Mr. Lee, the coffee shop owner, was killed in the blast. A lot of people in town knew him. The kids at my son’s school are planning to wear white in his memory on Thursday. There were 8 or 9 customers in the shop when the leak began, but Mr. Lee and the fire department were able to get them to safety before the explosion happened. 25 other people were injured in the blast, including 9 firefighters. I think some of them are still in serious or critical condition over at Duke, but it sounds like all are expected to recover.
It sounds like the explosion happened while students at the school were changing classes. My son’s buddy said that he was outside in front of the school and looked back in time to see bricks and debris flying into the street. Then of course the kids panicked and ran for it, as they should. The school/school district and first responders did a great job, first moving the kids to the north end of the campus (away from potentially damaged buildings), and then evacuating them.
We went downtown today for something else, and streets are closed for a pretty big radius around the explosion site. A lot of folks are still displaced as a result of the explosion. There are condos and apartments all around the area.
One thing I learned as a result of this is that there was a collection of classic Porsches housed in a warehouse next to the coffeeshop. I walked past that building a hundred times and never had a clue. Probably most of those cars are destroyed. It looks like all the buildings in that block will need to be demolished. They’re all part of a Studebaker dealership that was built in the 1920s.
The last thing I heard, they thought a contractor installing fiber optic lines caused the gas leak by accidentally drilling into a 2 in. gas line. What’s weird about it is that so far no one knows who or where that contractor is. To me it sounds like he hit the gas line and just booked it. People were alerted to the leak by the smell, called the fire dept., and the fire dept. and gas company employees started the evacuation.
I was in Israel a few years ago (not long after the Iron Dome had gone live) at a vendor’s offices, about a kilometer from the West Bank. We were in an internal meeting room when the building shook and the lights went out. We made our way to the sidewalk, and as we watched a plume of black smoke rise from the next block over, another explosion shook us. There were no missiles, no air raid sirens, and not even a real panic - just the explosions and smoke. We didn’t know what else to do, so we followed our host’s lead; we continued to stand on the sidewalk and watch the smoke. Eventually, people got bored and wandered back to their offices.
After a while, when we learned that an automotive repair shop had a fire and explosion in their paint storage room, everyone became happy! My coworker and I were perplexed by this reaction.
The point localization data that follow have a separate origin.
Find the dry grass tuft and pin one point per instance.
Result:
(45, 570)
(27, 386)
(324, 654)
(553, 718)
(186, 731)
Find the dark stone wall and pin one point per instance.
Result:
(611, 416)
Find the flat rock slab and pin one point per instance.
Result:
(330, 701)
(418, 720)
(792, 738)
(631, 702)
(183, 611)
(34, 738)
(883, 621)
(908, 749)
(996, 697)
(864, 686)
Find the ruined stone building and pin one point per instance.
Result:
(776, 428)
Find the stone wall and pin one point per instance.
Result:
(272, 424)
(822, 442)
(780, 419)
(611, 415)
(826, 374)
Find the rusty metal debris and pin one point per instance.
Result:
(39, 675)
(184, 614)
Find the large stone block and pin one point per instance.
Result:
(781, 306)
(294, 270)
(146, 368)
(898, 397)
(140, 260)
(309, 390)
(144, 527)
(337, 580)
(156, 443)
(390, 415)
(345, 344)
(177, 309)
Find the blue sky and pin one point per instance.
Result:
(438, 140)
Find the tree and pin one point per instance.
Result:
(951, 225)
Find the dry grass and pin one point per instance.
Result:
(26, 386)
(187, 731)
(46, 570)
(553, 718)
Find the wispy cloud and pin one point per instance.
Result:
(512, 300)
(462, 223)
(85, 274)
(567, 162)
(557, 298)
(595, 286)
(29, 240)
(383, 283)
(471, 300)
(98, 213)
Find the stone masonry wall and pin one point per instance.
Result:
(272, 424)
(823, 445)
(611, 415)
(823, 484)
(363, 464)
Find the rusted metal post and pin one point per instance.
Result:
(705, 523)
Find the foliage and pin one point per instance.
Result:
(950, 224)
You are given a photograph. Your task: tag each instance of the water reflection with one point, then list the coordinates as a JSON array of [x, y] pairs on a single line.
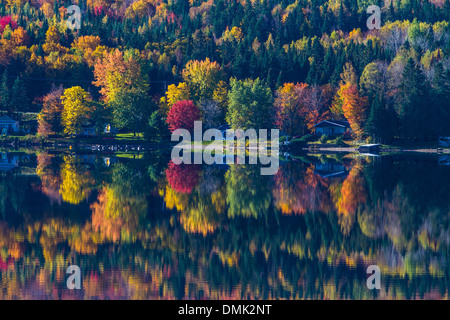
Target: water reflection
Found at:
[[141, 227]]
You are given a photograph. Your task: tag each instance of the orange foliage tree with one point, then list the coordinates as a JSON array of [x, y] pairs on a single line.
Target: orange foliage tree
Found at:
[[355, 109]]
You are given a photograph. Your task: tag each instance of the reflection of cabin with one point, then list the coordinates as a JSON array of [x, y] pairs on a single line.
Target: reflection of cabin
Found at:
[[444, 142], [8, 162], [8, 125], [331, 127], [329, 169], [223, 130], [88, 130], [28, 126], [88, 158], [369, 148], [110, 129], [110, 160]]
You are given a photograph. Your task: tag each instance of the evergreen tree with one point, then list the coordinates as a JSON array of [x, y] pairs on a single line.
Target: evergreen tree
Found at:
[[4, 92], [415, 108], [19, 99]]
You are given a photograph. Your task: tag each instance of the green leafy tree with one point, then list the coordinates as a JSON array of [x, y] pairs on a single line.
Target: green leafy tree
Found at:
[[76, 109], [250, 104]]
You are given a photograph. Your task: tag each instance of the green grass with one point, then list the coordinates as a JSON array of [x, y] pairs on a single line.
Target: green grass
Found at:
[[129, 137]]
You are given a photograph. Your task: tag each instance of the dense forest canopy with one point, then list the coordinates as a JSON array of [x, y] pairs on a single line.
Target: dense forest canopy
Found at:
[[136, 59]]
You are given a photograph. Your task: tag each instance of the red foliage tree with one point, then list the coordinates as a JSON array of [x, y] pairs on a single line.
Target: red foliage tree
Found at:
[[182, 115], [183, 178], [4, 21]]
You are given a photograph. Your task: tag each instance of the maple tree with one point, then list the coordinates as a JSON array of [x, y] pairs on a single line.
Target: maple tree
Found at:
[[76, 109], [182, 116], [49, 119], [355, 109]]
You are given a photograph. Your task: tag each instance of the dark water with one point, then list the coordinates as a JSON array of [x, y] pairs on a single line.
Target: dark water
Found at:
[[143, 228]]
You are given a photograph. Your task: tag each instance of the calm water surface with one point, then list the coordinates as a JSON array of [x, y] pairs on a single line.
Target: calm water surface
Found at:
[[140, 227]]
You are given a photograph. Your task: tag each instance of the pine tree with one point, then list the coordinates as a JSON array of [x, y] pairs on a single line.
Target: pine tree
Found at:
[[19, 99], [415, 109], [4, 92]]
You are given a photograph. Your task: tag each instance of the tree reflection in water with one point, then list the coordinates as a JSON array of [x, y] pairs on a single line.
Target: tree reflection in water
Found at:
[[146, 228]]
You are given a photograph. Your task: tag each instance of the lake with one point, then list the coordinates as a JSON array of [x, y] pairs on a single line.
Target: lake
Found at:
[[140, 227]]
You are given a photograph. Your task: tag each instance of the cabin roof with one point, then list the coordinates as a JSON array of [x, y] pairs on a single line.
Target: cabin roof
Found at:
[[336, 123]]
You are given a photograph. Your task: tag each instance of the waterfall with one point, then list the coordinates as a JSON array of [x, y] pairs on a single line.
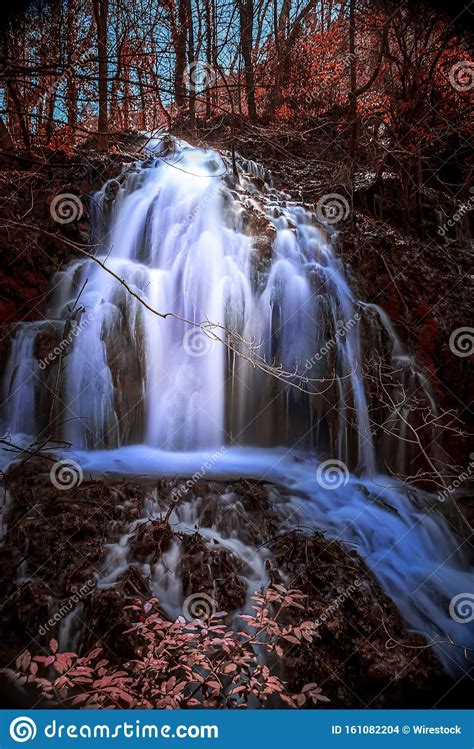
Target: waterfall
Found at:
[[190, 239], [137, 393]]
Someone explained to us that they were thrilled to finally have a normal industrial accident that wasn’t caused by rockets fired from the West Bank.
Travel definitely gives you a new sense of perspective.
Crazy day to be working at Prescient, it appears.
Not to be too glib in this situation, but I wonder if it was the same shady-ass contractors that decided it was a good idea to do fiber trenching by unloading a mini-excavator over my 120-year-old knee wall onto my lawn at 11pm one night a few months ago. Yes, they managed to significantly damage the wall, and my lawn, and wake the baby.
When I called the city they said they’d had no end of problems with this contractor and had already had a couple stop-work orders called on them.
OpenDurham has a bunch of background on 115 N. Duke St., AKA the Studebaker Building.
Edit: Dang, OpenDurham has already updated the page to include information on the explosion.